Urinary tract infections (UTIs) caused by Uropathogenic Escherichia coli (UPEC) are among the most prevalent bacterial infections in humans. Antibiotic resistance among UPEC isolates is increasing, and designing an effective vaccine can prevent or reduce these infections. FimH adhesin, iron scavenger receptor FyuA, and cytotoxic necrotizing factor -1 (CNF-1) are among the most important virulence factors of UPEC strains. Thus, a novel multi-epitope protein composed of FimH, FyuA, and CNF-1 was designed to evaluate its biological activity and immunogenicity in vitro and in vivo, respectively. The final vaccine design had seven domains, including the N-terminal domain of FimH, four domains of FyuA, and two domains of CNF-1, as determined by immunoinformatics analysis. The results of tertiary structure prediction showed that the chimeric protein had a C-score of -0.25 and Z-score of -1.94. Molecular docking indicated that thirty six ligand residues of the chimeric protein interacted with 53 receptor residues of TLR-4 by hydrogen bonds and hydrophobic interactions. Analysis of protein expression by SDS-PAGE showed an approximately 44kDa band with different concentrations of IPTG which were confirmed by Western blot.
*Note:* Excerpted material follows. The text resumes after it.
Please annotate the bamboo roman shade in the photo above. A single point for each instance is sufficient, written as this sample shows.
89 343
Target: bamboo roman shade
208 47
According to ELISA results, the level of IL-8 produced by stimulated Ht29cells with the chimeric protein was significantly higher than the stimulated Ht29cells with CNF-1 alone and un-stimulated Ht29cells. Rabbits subcutaneously immunized with the chimeric protein admixed with Freund adjuvant induced higher level of serum IgG on day 14 after the first vaccination than control rabbits. Furthermore, the booster dose of the chimeric protein significantly enhanced the IgG levels as compared to day 14 and also controls. As, the chimeric protein has suitable B-cell epitopes and MHC-I and MHC-II binding epitopes to stimulate humoral and cellular immunity, it could be a promising vaccine candidate against UTIs caused by UPEC. Evaluating the multi-epitope protein in inducing humoral and cellular immune responses, as well as protection, is ongoing in the mice models.